I'm new to MySQL.
In a classified ads management database I've a table called "expired".
I've selected its data type as Boolean which is in fact tinyint(1).
this field stores whether a posted ads (advertisement) is expired or not.
since this field will store only these two digits: 0 and 1, now question is which collation will takes least space for this table?
current table collation is utf8-general_ci.
In general I need to know whether there is a relation between table collation and table size?
I googled "database collation effect on database size" but didn't get any related and useful result!

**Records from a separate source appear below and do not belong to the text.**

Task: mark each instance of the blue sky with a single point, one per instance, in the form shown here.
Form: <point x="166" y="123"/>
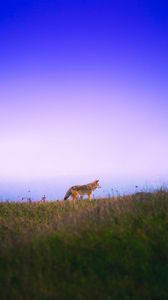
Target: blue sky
<point x="83" y="89"/>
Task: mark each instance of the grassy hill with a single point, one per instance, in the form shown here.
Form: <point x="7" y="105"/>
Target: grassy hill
<point x="109" y="249"/>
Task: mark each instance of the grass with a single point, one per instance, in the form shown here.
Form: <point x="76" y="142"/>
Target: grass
<point x="109" y="249"/>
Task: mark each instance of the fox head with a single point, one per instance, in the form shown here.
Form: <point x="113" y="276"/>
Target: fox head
<point x="97" y="185"/>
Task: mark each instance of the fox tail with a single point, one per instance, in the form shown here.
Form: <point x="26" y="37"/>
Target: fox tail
<point x="68" y="193"/>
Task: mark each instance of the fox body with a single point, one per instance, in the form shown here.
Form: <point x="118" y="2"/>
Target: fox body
<point x="81" y="190"/>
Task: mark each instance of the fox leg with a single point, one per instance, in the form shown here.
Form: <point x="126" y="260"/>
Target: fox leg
<point x="75" y="195"/>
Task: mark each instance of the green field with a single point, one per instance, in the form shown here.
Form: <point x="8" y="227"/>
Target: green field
<point x="113" y="248"/>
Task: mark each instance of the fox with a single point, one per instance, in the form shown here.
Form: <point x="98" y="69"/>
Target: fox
<point x="81" y="190"/>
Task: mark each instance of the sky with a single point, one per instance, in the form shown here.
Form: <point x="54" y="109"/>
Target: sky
<point x="83" y="95"/>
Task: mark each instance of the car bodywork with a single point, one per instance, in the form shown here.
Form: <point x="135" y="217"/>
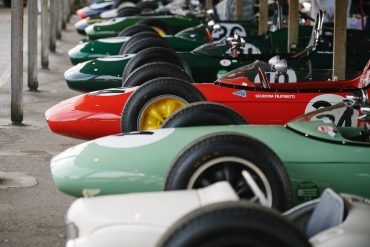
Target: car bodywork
<point x="185" y="40"/>
<point x="96" y="222"/>
<point x="113" y="220"/>
<point x="211" y="60"/>
<point x="315" y="151"/>
<point x="94" y="9"/>
<point x="111" y="28"/>
<point x="98" y="113"/>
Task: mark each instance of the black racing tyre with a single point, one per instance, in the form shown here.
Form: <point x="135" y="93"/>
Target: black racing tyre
<point x="130" y="31"/>
<point x="128" y="11"/>
<point x="157" y="23"/>
<point x="155" y="54"/>
<point x="152" y="5"/>
<point x="117" y="3"/>
<point x="154" y="70"/>
<point x="204" y="114"/>
<point x="135" y="38"/>
<point x="237" y="224"/>
<point x="223" y="157"/>
<point x="146" y="43"/>
<point x="7" y="3"/>
<point x="157" y="94"/>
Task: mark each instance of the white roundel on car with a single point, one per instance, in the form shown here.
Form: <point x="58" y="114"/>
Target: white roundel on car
<point x="134" y="139"/>
<point x="228" y="30"/>
<point x="290" y="76"/>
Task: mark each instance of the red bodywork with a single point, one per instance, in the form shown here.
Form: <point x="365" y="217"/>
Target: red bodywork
<point x="81" y="13"/>
<point x="98" y="114"/>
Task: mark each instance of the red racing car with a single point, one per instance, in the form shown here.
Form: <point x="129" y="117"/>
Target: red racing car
<point x="276" y="100"/>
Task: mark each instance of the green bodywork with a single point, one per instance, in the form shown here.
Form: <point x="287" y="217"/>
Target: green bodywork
<point x="190" y="39"/>
<point x="185" y="40"/>
<point x="138" y="162"/>
<point x="210" y="61"/>
<point x="111" y="28"/>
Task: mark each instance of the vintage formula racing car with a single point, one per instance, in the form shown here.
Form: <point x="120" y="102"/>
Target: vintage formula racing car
<point x="208" y="62"/>
<point x="109" y="220"/>
<point x="185" y="40"/>
<point x="94" y="9"/>
<point x="289" y="164"/>
<point x="99" y="113"/>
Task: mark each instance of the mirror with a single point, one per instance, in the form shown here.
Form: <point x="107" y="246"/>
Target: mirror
<point x="235" y="43"/>
<point x="281" y="67"/>
<point x="366" y="112"/>
<point x="274" y="60"/>
<point x="357" y="99"/>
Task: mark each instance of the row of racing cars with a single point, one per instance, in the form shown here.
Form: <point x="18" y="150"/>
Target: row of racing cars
<point x="247" y="160"/>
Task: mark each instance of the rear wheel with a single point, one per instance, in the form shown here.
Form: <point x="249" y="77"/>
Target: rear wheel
<point x="130" y="31"/>
<point x="156" y="100"/>
<point x="7" y="3"/>
<point x="135" y="38"/>
<point x="155" y="54"/>
<point x="154" y="70"/>
<point x="204" y="114"/>
<point x="144" y="5"/>
<point x="237" y="224"/>
<point x="251" y="168"/>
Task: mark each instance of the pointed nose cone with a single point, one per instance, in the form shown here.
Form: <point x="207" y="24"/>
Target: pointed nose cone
<point x="87" y="116"/>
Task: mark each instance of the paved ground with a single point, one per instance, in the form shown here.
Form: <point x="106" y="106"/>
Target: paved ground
<point x="32" y="216"/>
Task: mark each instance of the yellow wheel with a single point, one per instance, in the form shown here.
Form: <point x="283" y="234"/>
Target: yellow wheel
<point x="157" y="110"/>
<point x="160" y="31"/>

CodePudding user response:
"Character set" is the encoding of characters; it is probably the term you wanted.
"Collation" controls how characters are compared; it does not involve space.
"Numbers" do not involve either "character sets" nor "collations".

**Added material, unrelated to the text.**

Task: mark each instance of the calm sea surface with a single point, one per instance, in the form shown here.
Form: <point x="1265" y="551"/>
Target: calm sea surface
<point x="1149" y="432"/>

The typical way to store a yes/no (true/false) value is in a TINYINT
, which takes 1 byte. The "(1)" after your tinyint example provides no information and will soon be removed from the syntax.
If you have lots of true/false values, consider using the SET
datatype. It can pack up to 64 values in up to 8 bytes.
"ascii" and "latin1" are single-byte characters. latin1 can handle a limited number of accented letters -- as would be found in Western European languages.
"utf8mb4" should be used for general character support. It still takes 1 byte per English letter, 1 or 2 bytes for the rest of Europe, and 3-4 bytes per Chinese character.
For a single boolean, there is nothing smaller than tinyint. For a small number of booleans, I recommend one tinyint each -- it is a tradeoff of a small amount of space versus complexity in the code. For a large number of booleans, SET
, BINARY(n)
(n
is bytes, not bits)or some size of
INT` plus masking operations.
For an app that is limited to Western European languages, latin1 is handy and slightly more compact for strings. Beyond that, use utf8mb4.
Note each "character set" has a variety of "collations"; the default collation is usually appropriate.
A Rule of Thumb that I like to apply: If I can't see at least 10% improvement (in space or speed or whatever), move on. That is, look for something else that might give more improvement. (Andy's Comment is another way of saying my RoT.)